Trump's personality may pose a particular challenge, in the view of some.
“There’s always the risk in these trips that the president will do something wrong or create a diplomatic row with an ally," said Philip Carter, a retired Army officer who served in Iraq and is now at the Center for a New American Security. "And we’ve seen that before with this president and others. So it may be the case that the Pentagon really doesn’t want this trip to happen because they’re very carefully managing the situations.”
“There are complexities in these places that can get lost in a tweet," he added.
Many agree Trump need not rush such a visit and argue it would be better for him to wait until the new Afghanistan approach he authorized last summer is further along.
“There’s lots of way to express appreciation and interest for the military,” said House Armed Services Chairman Mac Thornberry (R-Texas). “And … a president, or even us, have to be aware of the cost — and I don’t just mean economic costs — involved in getting into a place that’s somewhat dangerous."

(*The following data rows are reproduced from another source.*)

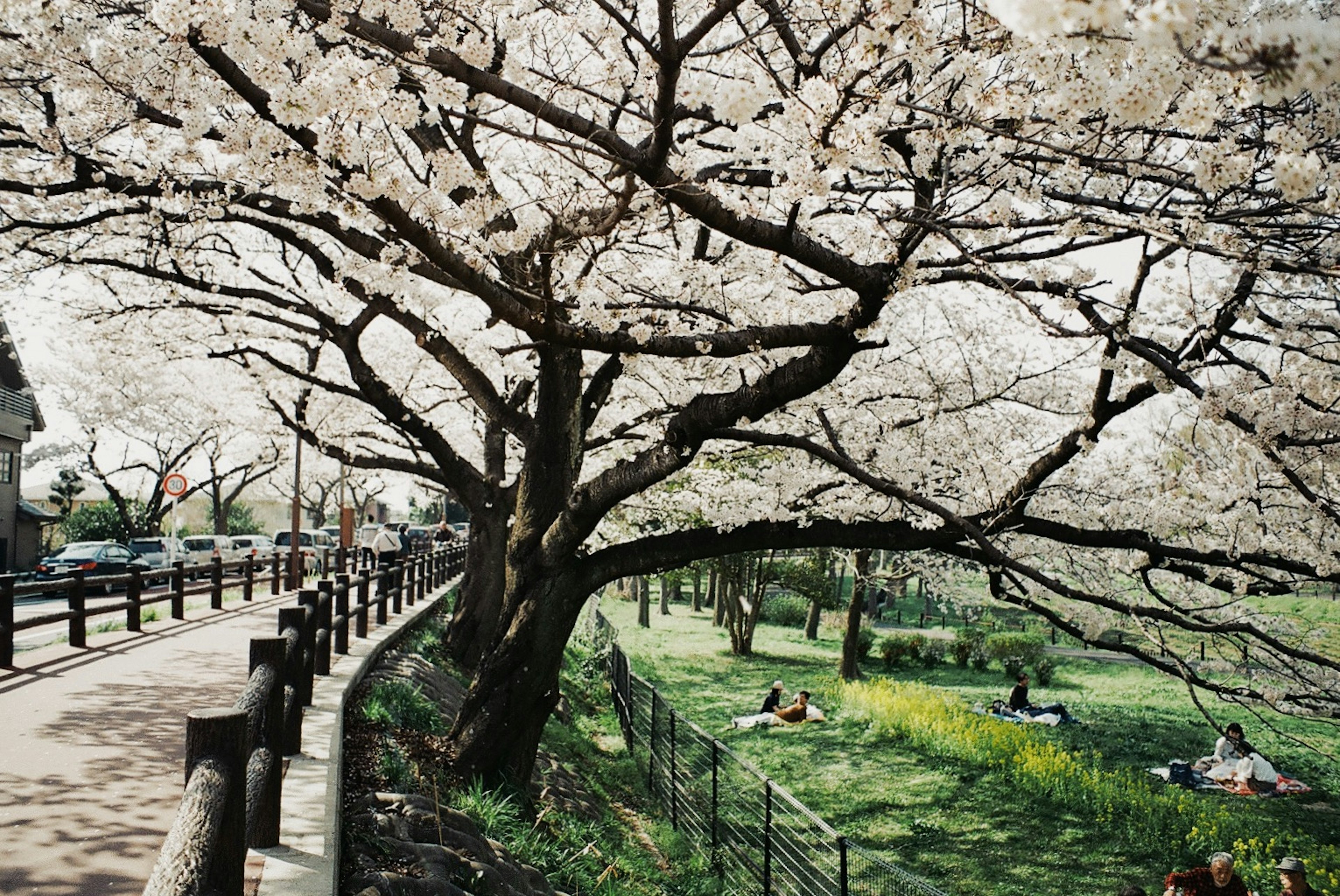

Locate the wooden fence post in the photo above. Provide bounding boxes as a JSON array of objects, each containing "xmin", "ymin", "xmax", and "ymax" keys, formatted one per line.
[
  {"xmin": 316, "ymin": 578, "xmax": 335, "ymax": 675},
  {"xmin": 169, "ymin": 560, "xmax": 186, "ymax": 619},
  {"xmin": 126, "ymin": 569, "xmax": 145, "ymax": 632},
  {"xmin": 354, "ymin": 567, "xmax": 373, "ymax": 637},
  {"xmin": 377, "ymin": 567, "xmax": 397, "ymax": 626},
  {"xmin": 186, "ymin": 709, "xmax": 247, "ymax": 896},
  {"xmin": 335, "ymin": 572, "xmax": 348, "ymax": 654},
  {"xmin": 66, "ymin": 569, "xmax": 88, "ymax": 647},
  {"xmin": 243, "ymin": 554, "xmax": 256, "ymax": 600},
  {"xmin": 209, "ymin": 557, "xmax": 224, "ymax": 610},
  {"xmin": 248, "ymin": 637, "xmax": 288, "ymax": 848},
  {"xmin": 279, "ymin": 607, "xmax": 307, "ymax": 755},
  {"xmin": 0, "ymin": 576, "xmax": 13, "ymax": 668}
]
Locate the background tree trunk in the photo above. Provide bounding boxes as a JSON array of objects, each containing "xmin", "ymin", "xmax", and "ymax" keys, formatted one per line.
[
  {"xmin": 632, "ymin": 576, "xmax": 651, "ymax": 628},
  {"xmin": 708, "ymin": 560, "xmax": 726, "ymax": 626},
  {"xmin": 838, "ymin": 548, "xmax": 875, "ymax": 682},
  {"xmin": 805, "ymin": 600, "xmax": 823, "ymax": 642}
]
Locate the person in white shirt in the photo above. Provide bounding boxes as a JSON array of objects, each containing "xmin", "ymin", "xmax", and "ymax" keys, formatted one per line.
[{"xmin": 373, "ymin": 522, "xmax": 401, "ymax": 569}]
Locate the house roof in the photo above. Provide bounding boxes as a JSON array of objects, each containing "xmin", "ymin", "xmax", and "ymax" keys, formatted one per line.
[
  {"xmin": 17, "ymin": 498, "xmax": 60, "ymax": 522},
  {"xmin": 0, "ymin": 318, "xmax": 47, "ymax": 433},
  {"xmin": 19, "ymin": 479, "xmax": 110, "ymax": 502}
]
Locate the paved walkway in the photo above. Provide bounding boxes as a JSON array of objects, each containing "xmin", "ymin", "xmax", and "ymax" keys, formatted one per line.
[{"xmin": 0, "ymin": 595, "xmax": 305, "ymax": 896}]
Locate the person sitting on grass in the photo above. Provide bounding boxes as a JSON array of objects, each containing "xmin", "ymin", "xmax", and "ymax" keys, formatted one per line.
[
  {"xmin": 1274, "ymin": 856, "xmax": 1321, "ymax": 896},
  {"xmin": 1009, "ymin": 672, "xmax": 1075, "ymax": 722},
  {"xmin": 772, "ymin": 691, "xmax": 809, "ymax": 722},
  {"xmin": 1195, "ymin": 722, "xmax": 1257, "ymax": 781},
  {"xmin": 1163, "ymin": 852, "xmax": 1250, "ymax": 896}
]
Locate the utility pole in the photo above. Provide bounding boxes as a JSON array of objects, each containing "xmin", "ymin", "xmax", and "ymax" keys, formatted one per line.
[{"xmin": 288, "ymin": 388, "xmax": 312, "ymax": 591}]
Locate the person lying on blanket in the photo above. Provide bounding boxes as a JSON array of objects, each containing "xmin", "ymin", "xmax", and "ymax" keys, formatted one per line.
[
  {"xmin": 730, "ymin": 691, "xmax": 824, "ymax": 729},
  {"xmin": 1233, "ymin": 753, "xmax": 1280, "ymax": 793},
  {"xmin": 773, "ymin": 691, "xmax": 824, "ymax": 722}
]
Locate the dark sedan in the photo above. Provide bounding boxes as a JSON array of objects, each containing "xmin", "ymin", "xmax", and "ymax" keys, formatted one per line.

Thornberry believes Trump has shown his support for the troops in other, less symbolic ways.
Since taking office Trump has presided over gains in the war against ISIS with a strategy similar to that employed by Obama. Trump has ratcheted up military tactics, however, by dropping more bombs on ISIS and delegating more authority to military commanders to approve air strikes and other military operations.
Trump also committed more troops to war in Afghanistan, reversing his earlier skepticism of U.S. involvement there, without a specific timeline.
The Pentagon is also on track to achieve its largest budget in years after Trump signed into law a budget agreement that lifts defense spending caps by $165 billion over two years, teeing up an eye-popping $716 billion in military spending for the coming fiscal year.
Still, many in the defense establishment see the personal involvement of the commander-in-chief as crucial.
"My hope is ... he understands that there has to be a human element here that can't be replaced by hiding out in the Oval Office," said Leon Panetta, Obama's secretary of defense. “It's fine to approve budgets for stronger defense. It's fine to go to various ceremonies. But nothing really substitutes for a president's actually going to the war zone and touching people there, because they want to know that a commander-in-chief is not isolated from the sacrifices they're making.”